In this talk, I will introduce a prominent exactly solvable toy-model for topologically-ordered phases, called string-net model, and present the calculation of its partition function.


- Jérémie KLINGER : Splitting Probabilities of Jump Processes
Doctorant en 3ème année, sous la supervision d'Olivier Bénichou

We derive a universal asymptotic form of the splitting probability of symmetric jump processes which quantifies the probability that the process crosses x before 0 starting from a given position 0 <= x0 <= x. Due to the discrete nature of the process, we show that this probability is non vanishing for the initial condition x0 = 0 and proves to be particularly relevant in applications to light scattering in heterogeneous media in realistic 3D slab geometries.


- Brieuc BENVEGNEN : Flocking in one dimension
Doctorant en 3ème année, sous la supervision d'Alexandre Solon

We study flocking in 1d using the active Ising model, a stochastic lattice gas in which particles self-propel in the direction controlled by the Ising spin they carry.

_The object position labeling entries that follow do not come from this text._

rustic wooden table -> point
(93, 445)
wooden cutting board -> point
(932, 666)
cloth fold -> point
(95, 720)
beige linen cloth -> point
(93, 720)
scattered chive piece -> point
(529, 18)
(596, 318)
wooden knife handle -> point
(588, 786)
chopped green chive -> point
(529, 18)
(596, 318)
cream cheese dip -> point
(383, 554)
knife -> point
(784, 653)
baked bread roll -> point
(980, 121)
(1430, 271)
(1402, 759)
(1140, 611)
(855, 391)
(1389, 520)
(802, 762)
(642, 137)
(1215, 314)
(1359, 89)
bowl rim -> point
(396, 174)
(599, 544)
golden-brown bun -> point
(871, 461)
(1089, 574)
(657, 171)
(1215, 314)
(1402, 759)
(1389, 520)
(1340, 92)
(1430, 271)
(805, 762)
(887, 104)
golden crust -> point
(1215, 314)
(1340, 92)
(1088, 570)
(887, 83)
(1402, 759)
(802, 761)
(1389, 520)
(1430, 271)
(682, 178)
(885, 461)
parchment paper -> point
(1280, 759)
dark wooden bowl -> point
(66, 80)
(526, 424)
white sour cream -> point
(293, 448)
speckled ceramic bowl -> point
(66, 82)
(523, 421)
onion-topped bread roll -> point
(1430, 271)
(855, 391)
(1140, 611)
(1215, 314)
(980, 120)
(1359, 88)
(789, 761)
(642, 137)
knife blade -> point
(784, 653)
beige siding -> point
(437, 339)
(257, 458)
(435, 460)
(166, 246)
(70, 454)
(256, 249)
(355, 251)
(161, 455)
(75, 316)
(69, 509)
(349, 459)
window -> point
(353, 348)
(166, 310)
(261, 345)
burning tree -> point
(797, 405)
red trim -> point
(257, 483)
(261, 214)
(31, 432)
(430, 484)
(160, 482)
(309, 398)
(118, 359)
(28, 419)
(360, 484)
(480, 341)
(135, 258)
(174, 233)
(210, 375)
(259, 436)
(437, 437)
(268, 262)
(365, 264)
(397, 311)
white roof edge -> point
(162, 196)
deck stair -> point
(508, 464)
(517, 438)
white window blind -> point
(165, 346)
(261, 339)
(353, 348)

Contrary to the passive Ising model, we observe an ordered phase where particles aggregate and move collectively. Symmetry is not broken though because the aggregate reverses stochastically its direction of motion due to the prominent effect of fluctuations. I will rationalize this behavior by explaining the dynamics of the aggregates and their reversals. At lower temperature, we observe static asters which are amenable to an analytic treatment.